“I do not mind,” she responded quietly, sounding very sincere. “This is not a place where interesting company often travels through, and, after you, it may be long until I hear a man’s voice again—and perhaps never one with such wondrous sagas to spin.” She paused a moment, staring at him. “But in truth it is I who have imposed. You are weary; the way from here is long and harsh. Rest if you like. Sleep and dream great dreams.”
He was mad, even he knew that much, but he wasn’t crazy. The quest, all the sacrifices, all the loneliness and travails, would be for nothing if he slept here now and failed to awaken the next morning; even worse if he did awaken, but undead, stranded here to serve her as slave forever, knowing he would never be able to fulfill his grand ambition.

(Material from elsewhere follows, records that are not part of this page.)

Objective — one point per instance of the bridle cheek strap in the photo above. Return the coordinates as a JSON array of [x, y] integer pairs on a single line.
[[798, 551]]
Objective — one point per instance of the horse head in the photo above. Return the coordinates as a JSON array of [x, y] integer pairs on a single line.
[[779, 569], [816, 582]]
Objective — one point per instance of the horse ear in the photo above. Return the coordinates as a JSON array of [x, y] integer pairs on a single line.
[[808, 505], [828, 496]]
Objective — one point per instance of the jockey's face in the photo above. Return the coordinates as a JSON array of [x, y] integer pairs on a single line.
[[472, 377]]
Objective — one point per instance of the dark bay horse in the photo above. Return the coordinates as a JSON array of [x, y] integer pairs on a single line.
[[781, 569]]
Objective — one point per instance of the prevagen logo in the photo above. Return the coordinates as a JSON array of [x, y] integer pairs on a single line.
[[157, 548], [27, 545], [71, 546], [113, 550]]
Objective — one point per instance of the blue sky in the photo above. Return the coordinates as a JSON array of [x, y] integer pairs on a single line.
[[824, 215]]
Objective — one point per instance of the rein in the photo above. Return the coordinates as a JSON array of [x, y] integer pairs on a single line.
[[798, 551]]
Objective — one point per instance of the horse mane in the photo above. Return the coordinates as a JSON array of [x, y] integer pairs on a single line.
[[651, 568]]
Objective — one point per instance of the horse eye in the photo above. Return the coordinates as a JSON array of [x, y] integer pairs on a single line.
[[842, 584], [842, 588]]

“How come you here?” he asked her, the weariness which she noted now coming to him full as the energy stole quickly away. “What is your name and who and what are you?”
She seemed to shimmer slightly in the firelight, and the wind stirred a bit.
“I am cursed to be here,” she told him. “Once my people reigned over a great kingdom, but we were overthrown by treachery and sorcery, expelled and cursed forever to reign over waste and desolation, commanding none but wind and barren rock. We had great power,” she added wistfully, “but, obviously, not great enough.”
The weariness kept creeping over him; he felt himself nodding off in spite of his best efforts, his storytelling having drained him even more than the travel. “What was this kingdom,” he asked her, “and where? And what is your name?”
To know the name of an entity was to gain some power over it.